Apóstrofe à carne

de Augusto dos Anjos

 

Quando eu pego nas carnes do meu rosto,
pressinto o fim da orgânica batalha:
 – olhos que o húmus necrófago estraçalha,
diafragmas, decompondo-se, ao sol posto…

E o Homem – negro e heteróclito composto,
onde a alva flama psíquica trabalha,
desagrega-se e deixa na mortalha
o tacto, a vista, o ouvido, o olfato e o gosto!

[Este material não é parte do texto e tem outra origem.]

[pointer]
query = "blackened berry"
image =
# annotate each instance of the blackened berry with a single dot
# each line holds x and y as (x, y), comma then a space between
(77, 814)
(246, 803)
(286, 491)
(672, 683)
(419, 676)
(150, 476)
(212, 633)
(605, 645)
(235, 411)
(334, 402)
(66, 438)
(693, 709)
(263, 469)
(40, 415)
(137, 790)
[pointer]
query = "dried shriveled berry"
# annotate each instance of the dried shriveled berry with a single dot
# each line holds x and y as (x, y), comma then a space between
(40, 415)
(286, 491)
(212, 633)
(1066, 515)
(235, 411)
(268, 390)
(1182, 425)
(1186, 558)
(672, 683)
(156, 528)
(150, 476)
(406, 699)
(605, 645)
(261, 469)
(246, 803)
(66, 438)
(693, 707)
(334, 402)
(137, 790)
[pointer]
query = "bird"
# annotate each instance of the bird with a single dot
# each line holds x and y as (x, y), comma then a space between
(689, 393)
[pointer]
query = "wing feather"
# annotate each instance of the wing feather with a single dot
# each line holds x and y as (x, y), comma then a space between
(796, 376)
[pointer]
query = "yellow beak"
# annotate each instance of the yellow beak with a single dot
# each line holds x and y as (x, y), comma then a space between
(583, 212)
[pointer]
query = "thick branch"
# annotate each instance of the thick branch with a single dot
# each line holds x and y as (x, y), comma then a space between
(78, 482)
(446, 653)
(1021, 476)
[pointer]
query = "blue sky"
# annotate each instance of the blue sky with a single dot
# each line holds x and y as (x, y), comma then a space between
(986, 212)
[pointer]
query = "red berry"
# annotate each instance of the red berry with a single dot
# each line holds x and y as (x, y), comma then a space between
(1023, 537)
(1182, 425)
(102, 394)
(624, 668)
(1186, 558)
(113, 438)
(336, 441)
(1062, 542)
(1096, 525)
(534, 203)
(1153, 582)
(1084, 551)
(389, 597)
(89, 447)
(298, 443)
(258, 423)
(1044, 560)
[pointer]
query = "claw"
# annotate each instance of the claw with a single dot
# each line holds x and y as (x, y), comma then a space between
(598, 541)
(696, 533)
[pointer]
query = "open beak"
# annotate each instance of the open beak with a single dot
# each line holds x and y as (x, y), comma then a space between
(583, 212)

Carne, feixe de mônadas bastardas,
conquanto em flâmeo fogo efêmero ardas,
a dardejar relampejantes brilhos,

dói-me ver, muito embora a alma te acenda,
em tua podridão a herança horrenda,
que eu tenho de deixar para os meus filhos!

 

Não sei se existe algum estudo a respeito, mas parece razoável dizer que Augusto dos Anjos foi o poeta que mais utilizou palavras diferentes em toda a língua portuguesa; e, ainda que diversas vezes preferisse combiná-las dando mais importância ao som do que ao sentido, teve a ventura de não se consagrar como precursor desta infausta tendência, que hoje chega ao paroxismo. Provavelmente, também, nenhum outro poeta teve tanto amor pelas palavras proparoxítonas – ou será que isso era apenas uma decorrência inevitável de sua incorporação frenética de termos científicos?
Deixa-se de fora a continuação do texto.